Due to dovish remarks made by Fed officials, the US dollar has declined, and the Dollar Index (DXY) has only halfway recovered.
The dollar’s recovery from last week’s weakness is only halfway complete, as indicated by the Dollar Index (DXY). Later on Thursday, traders will be watching for cues and direction from Fed Chairman Jerome Powell.
The increase in weekly jobless claims is evidence that the US labour market is becoming more stale. The US dollar may depreciate versus the majority of major currencies as a result. Following a successful auction on Wednesday, the price of the US 10-year bond dropped from 4.610% to 4.519%.
Philadelphia Fed president Patrick Harker said that rates should stay higher for longer and that the fight against inflation is still ongoing. European Central Bank’s Luis De Guindos also made it clear that rate cuts were too premature to be factored in and saw risk for an inflation surge in the next months.

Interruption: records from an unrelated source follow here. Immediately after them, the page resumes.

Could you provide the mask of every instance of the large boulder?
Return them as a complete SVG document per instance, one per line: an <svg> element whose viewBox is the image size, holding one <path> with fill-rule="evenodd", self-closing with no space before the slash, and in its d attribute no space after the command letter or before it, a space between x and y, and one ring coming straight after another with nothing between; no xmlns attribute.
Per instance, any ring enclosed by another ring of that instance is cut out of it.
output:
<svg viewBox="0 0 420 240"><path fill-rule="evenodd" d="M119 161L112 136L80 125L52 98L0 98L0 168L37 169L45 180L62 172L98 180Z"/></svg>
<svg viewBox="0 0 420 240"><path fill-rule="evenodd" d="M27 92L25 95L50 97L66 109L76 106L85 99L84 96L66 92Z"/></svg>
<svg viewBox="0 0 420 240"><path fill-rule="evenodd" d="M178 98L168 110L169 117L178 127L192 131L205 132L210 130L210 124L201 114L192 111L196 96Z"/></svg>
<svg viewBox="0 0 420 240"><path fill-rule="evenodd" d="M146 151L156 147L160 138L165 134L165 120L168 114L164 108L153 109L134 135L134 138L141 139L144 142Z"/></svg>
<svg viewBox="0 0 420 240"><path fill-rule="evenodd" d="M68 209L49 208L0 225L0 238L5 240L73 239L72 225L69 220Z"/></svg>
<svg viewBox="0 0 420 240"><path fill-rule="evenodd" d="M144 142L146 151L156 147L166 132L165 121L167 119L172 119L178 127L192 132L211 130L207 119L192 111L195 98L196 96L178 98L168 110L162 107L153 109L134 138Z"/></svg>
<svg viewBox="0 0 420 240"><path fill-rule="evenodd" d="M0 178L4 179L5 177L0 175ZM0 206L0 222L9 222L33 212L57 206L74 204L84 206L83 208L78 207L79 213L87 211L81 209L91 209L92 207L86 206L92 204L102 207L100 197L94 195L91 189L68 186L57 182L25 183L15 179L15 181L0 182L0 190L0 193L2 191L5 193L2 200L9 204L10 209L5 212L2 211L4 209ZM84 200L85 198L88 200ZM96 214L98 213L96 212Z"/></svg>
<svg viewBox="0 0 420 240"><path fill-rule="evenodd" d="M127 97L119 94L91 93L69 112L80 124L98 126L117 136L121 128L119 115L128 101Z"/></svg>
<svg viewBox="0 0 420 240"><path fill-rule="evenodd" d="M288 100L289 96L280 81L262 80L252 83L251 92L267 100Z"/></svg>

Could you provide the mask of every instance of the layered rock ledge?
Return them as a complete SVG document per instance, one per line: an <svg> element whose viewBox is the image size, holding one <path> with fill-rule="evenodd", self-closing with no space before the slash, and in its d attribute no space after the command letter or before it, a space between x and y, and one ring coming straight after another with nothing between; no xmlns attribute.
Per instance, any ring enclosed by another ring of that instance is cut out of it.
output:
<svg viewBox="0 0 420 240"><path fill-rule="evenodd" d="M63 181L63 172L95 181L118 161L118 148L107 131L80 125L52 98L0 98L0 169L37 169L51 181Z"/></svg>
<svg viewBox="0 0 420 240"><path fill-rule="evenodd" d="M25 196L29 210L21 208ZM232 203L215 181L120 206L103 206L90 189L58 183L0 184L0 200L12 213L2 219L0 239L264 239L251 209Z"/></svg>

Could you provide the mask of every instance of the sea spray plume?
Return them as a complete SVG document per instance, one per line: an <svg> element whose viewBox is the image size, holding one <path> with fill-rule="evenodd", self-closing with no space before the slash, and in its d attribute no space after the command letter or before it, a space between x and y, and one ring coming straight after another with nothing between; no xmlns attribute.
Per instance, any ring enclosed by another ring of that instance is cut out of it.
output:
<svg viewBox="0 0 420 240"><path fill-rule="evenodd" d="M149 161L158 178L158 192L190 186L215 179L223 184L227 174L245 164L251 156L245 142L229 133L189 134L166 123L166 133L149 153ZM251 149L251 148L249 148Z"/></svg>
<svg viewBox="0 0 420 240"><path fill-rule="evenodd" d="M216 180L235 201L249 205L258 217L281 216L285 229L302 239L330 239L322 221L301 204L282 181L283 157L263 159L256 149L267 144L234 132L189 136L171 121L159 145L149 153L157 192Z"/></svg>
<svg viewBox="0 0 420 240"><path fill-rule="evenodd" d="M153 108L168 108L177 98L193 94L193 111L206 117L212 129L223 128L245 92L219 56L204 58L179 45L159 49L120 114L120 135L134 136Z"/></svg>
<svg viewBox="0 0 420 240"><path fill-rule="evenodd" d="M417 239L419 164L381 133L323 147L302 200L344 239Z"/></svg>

Atlanta Federal Reserve President Raphael Bostic and Thomas Barkin from the Richmond branch delivered dovish comments, saying that the US Fed rate is restrictive enough and a slowdown is coming soon. The US Treasury will have busy days as well, with two bond placements at less elevated rate levels: a 4-week bill and a 30-year bond auction.
Traders will brace for comments from US Federal Reserve Chairman Jerome Powell around 19:00 GMT, at a panel discussion on monetary policy for the IMF. Equities are painting a very binary view this Thursday, with Japan equities in the green with over 1% profit for the Nikkei and Topix, the Chinese Hang Seng flat, and European and US equities in the green.
The benchmark 10-year US Treasury yield trades at 4.55% after a successful allocation by the US Treasury earlier on Wednesday. The US Dollar Index (DXY) has partially made good after its weak performance at the end of last week, but the recovery does not look strong enough for the DXY to recoup all losses incurred by Friday.